Put Your Guard Up: Guardrails Save Lives and Keep Builders in Compliance
Guardrails play a critical role in protecting workers and visitors on a jobsite, but they work only when installed properly.
NAHB Safety sponsor Builders Mutual has launched a campaign called Put Your Guard Up to encourage home builders to pay more attention to the need for and the installation of guardrails for worker safety and company compliance.
OSHA Requirements for Fall Protection
Before work begins, OSHA requires that employers provide fall protection where workers are exposed to vertical drops of six feet or more. Guardrails are one of three main ways to provide that fall protection.
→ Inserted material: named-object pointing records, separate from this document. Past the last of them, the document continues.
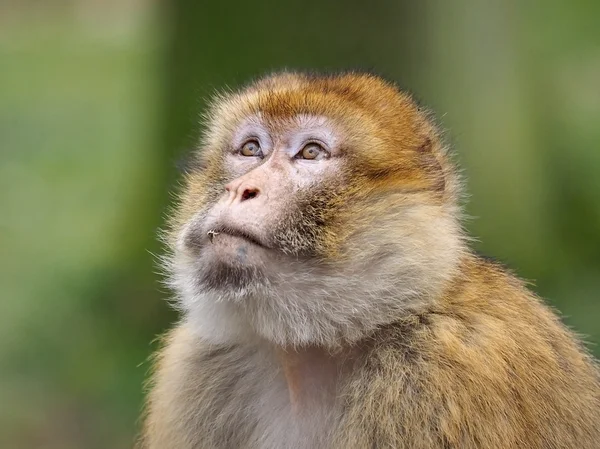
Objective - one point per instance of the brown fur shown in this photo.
(467, 357)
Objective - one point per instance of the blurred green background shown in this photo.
(100, 98)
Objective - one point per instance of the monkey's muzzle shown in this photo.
(211, 234)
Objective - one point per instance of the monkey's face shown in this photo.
(271, 205)
(323, 208)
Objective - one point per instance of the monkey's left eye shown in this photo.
(251, 148)
(311, 151)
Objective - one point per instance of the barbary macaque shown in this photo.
(330, 299)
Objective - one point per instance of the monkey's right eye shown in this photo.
(251, 148)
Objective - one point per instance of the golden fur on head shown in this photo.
(389, 217)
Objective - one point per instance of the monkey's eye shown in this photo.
(251, 148)
(310, 151)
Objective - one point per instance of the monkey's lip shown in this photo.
(235, 232)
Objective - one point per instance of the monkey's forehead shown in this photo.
(354, 100)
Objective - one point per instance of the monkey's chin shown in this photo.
(233, 264)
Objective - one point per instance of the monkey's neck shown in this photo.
(312, 375)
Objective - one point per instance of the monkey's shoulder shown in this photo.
(491, 364)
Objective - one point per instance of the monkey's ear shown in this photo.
(189, 162)
(432, 165)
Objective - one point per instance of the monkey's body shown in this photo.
(491, 368)
(351, 315)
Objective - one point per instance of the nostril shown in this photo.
(248, 194)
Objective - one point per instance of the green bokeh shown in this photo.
(98, 100)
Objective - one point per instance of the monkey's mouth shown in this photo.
(218, 232)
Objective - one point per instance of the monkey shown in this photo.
(330, 297)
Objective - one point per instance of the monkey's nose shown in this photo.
(243, 191)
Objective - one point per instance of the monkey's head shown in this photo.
(319, 208)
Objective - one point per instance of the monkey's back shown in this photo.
(490, 367)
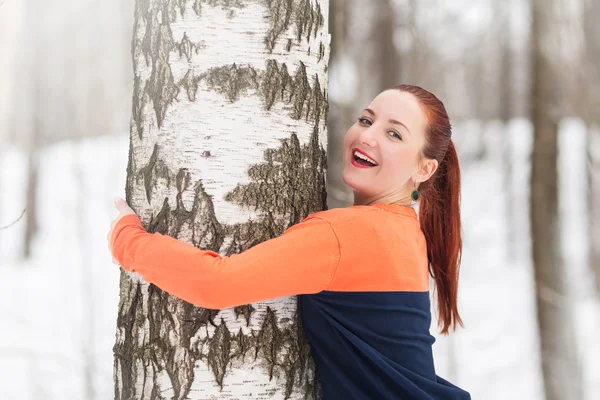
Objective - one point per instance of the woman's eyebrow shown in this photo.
(391, 121)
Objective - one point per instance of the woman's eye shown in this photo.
(395, 134)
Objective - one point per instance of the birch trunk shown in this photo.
(560, 366)
(227, 149)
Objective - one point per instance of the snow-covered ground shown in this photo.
(58, 309)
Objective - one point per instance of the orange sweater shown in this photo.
(360, 248)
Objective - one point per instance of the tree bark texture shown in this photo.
(227, 149)
(558, 348)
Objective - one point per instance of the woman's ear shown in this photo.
(426, 169)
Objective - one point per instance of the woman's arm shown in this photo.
(301, 261)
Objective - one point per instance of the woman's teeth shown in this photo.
(361, 156)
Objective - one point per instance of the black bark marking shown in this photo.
(246, 311)
(125, 352)
(274, 84)
(280, 14)
(137, 107)
(156, 47)
(219, 353)
(160, 222)
(154, 170)
(231, 81)
(321, 51)
(308, 20)
(289, 182)
(276, 81)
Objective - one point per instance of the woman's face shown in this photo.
(390, 133)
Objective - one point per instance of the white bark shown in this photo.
(227, 149)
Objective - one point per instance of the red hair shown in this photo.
(440, 206)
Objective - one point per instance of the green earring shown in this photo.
(415, 194)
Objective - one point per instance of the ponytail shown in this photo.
(439, 211)
(440, 221)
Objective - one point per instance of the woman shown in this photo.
(363, 291)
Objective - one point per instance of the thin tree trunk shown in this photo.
(226, 150)
(592, 104)
(558, 348)
(593, 156)
(35, 134)
(386, 57)
(340, 119)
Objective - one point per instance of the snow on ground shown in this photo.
(58, 309)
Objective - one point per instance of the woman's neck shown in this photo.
(401, 200)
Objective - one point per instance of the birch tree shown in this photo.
(227, 149)
(558, 347)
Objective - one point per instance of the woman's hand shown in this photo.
(123, 209)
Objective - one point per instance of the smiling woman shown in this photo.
(364, 291)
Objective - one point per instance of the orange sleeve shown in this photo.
(301, 261)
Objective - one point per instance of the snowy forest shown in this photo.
(179, 107)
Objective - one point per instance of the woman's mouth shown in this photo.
(362, 160)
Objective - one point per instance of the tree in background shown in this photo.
(226, 150)
(558, 347)
(591, 81)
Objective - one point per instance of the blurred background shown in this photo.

You can also deploy safety nets or provide personal fall arrest systems for each employee.
Many times, the nature and location of the work will dictate the form that fall protection takes. Consider inspecting these common fall locations before beginning work:
- Window openings
- Stairways and landings
- Second-story entrances
- Exterior porches, decks, front steps
- Scaffolding
- Around the floor deck in the house (reassess these areas as you build each floor)
- Elevator shaft
- Top edge height of top rails must be between 42 +/- 3 inches above the walking/working level, except when conditions warrant otherwise. For example, when employees are using stilts, the top edge height of the top rail must be increased by an amount equal the height of the stilts.
- Mid rails must be installed between the top edge and the walking/working surface when there is no wall or other structure at least 21 +/- 3 inches high.
- Mid rails must be midway between the top edge of the guardrail system and the walking/working level.
- Toe boards must be installed to prevent materials and/or tools from falling to lower levels.
- Screens and mesh must extend from the top rail to the walking/working level and along the entire opening between rail supports if material is stacked above the toe board height.
- You may leave a maximum of 19 inches between your guardrail and a structure to allow for work to be done.
- Guardrail systems must be capable of withstanding at least 200 pounds of force applied within 2 inches of the top edge, in any direction and at any point along the edge, and without causing the top edge of the guardrail to deflect downward to a height less than 39 inches above the walking/working level.
- Mid rails, screens, mesh, and other intermediate members must be capable of withstanding at least 150 pounds of force applied in any direction at any point along the mid rail or other member without deflecting below 18 inches.
- Guardrail systems must not have rough or jagged surfaces that would cause punctures, lacerations, or snagged clothing.
- Top rails and mid rails must not cause a projection hazard by overhanging the end posts.